Kalau sudah menjadi istri dan ibu, pasti ada yang berubah. Tidak bisa seperti dulu saat masih sendiri. Mungkin bagi sebagian orang itu adalah sebuah pengorbanan. Dulu aku juga merasa seperti itu. Yang aku lakukan buat anak-anak adalah salah satu pengorbananku sebagai seorang perempuan.
Aku yang suka membaca, memutuskan untuk berhenti membaca novel. Padahal novel adalah salah satu alasan aku tertarik membaca. Aku merasa bahwa membaca buku anak-anak jauh lebih penting. Mengisi waktu membaca buku dengan anak jauh lebih baik daripada aku menghabiskan waktu membaca untuk diri sendiri.

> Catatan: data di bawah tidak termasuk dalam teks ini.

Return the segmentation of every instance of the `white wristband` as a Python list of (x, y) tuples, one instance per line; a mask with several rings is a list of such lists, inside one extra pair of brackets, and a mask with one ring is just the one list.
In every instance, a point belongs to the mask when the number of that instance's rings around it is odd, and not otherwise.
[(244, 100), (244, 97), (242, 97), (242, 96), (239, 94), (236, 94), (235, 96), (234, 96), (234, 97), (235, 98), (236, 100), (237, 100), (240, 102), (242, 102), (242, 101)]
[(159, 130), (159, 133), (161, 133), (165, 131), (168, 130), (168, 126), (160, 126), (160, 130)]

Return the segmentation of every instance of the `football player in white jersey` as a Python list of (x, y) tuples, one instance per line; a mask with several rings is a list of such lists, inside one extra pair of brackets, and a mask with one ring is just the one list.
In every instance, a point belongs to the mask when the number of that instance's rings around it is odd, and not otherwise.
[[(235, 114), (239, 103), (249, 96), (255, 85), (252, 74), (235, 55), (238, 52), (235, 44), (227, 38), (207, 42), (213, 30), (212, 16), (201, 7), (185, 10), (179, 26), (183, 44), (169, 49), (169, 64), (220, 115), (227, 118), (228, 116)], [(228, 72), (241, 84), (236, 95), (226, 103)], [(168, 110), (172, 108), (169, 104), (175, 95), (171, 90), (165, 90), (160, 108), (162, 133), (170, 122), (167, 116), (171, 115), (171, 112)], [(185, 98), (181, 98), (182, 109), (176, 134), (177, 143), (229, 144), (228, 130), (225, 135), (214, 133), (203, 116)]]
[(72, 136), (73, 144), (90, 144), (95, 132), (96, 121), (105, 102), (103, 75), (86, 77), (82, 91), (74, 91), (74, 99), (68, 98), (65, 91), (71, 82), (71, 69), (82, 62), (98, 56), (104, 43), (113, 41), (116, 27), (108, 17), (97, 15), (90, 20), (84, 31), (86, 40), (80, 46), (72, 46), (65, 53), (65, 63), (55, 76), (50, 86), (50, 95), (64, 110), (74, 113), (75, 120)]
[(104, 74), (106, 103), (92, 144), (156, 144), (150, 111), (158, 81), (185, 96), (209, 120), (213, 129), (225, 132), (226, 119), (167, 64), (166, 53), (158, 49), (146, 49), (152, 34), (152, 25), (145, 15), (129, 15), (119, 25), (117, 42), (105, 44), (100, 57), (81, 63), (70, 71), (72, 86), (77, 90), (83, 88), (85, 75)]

Hampir lima tahun aku membiarkan diriku tidak lepas dari dahaga membaca. Membaca buku bersama anak-anak memang menyenangkan. Tapi rasanya tidak mengenyangkan untuk diri sendiri. Waktu dengan anak-anak memang terpenuhi. Tapi aku juga bosan jika harus membaca buku yang sama berulang-ulang. Meski pindah ke buku yang lain, anak-anak punya buku favorit yang ingin dibaca. Bahkan aku sampai hafal setiap kata yang dituliskan bukunya. Ha-ha.
Hingga suatu hari, aku mulai menyadari. Bagaimana bisa anak-anak tertarik dengan membaca jika aku tidak mencontohkan lebih sering.
Di tahun 2021 aku mulai kembali membeli novel untuk bacaanku sendiri. Saat berhasil menuntaskan satu buku novel, rasanya bahagia sekali. Aku seperti kembali menemukan diriku yang sudah lama hilang. Rasanya kemarin-kemarin seperti tersesat di jalan yang ramai.
Berhasil menyelesaikan satu buku, bukan berarti aku bisa melanjutkan ke buku yang lain. Anak-anak juga penasaran dengan yang aku baca. Sehingga kekhusukan membaca sulit sekali dipenuhi.
Di tahun 2023 aku memutuskan untuk membeli e-reader. Meski sensasi membalik dan aroma kertas tidak bisa aku rasakan, aku bisa membaca beberapa novel secara berkesinambungan. Alhamdulillah banyak buku-buku yang bisa aku dapatkan melalui Playstore. Buku-buku digital mudah sekali ditemukan bajakannya. Makanya aku memilih mencari di playstore atau Gramedia Digital sebagai tempat mencari novel.
Jika sebelumnya aku memutuskan untuk berlangganan keanggotaan, dua bulan ini aku memilih membeli buku tersebut. Kalau berlangganan, saat lupa memperpanjang keanggotaan, buku-buku yang sebelumnya dibaca akan hilang. Berbeda jika kita membelinya. Seperti halnya buku fisik, dengan membeli buku digital tentu akan lebih memuaskan.
Apakah masih membeli buku fisik? Tentu saja, tapi jumlahnya sedikit dibandingkan dengan buku digital yang ku beli.
Memang buku fisik jauh lebih menyenangkan. Tapi untuk memenuhi hasrat membaca, e-reader sangat membantu. Aku bisa membaca kapan saja dan di mana saja. Apalagi saat membaca buku digital pertama kali dengan e-reader, dalam sebulan aku bisa menyelesaikan lebih dari 5 judul novel. Tentu saja si penulis juga memegang peran penting yang membuatku penasaran dengan cerita-ceritanya.
Lalu bagaimana dengan anak-anak? Apakah juga tertarik membaca dengan e-reader. Saat ini Cintalah yang sudah bisa membaca dengan lancar. Ia juga sangat sering meminjam e-reader untuk membaca buku dongeng atau buku anak lainnya.
“Mah, kira-kira kalau di sekolah disuruh bawa buku untuk literasi. Boleh bawa onyx gak ya?” tanyanya suatu hari.
“Wah, mamah gak tau. Cinta harus tanya sama wali kelas. Kalau di sekolah Cinta kan ketika literasi, bukunya dibawa pulang lagi. Sedangkan di sekolah abang, bukunya harus ditaruh di perpustakaan kelas,” jawabku.
Aku merasa wali kelas Cinta tidak akan mengizinkan. Khawatir e-reader yang digunakan dikira tablet untuk bermain seperti tablet biasanya.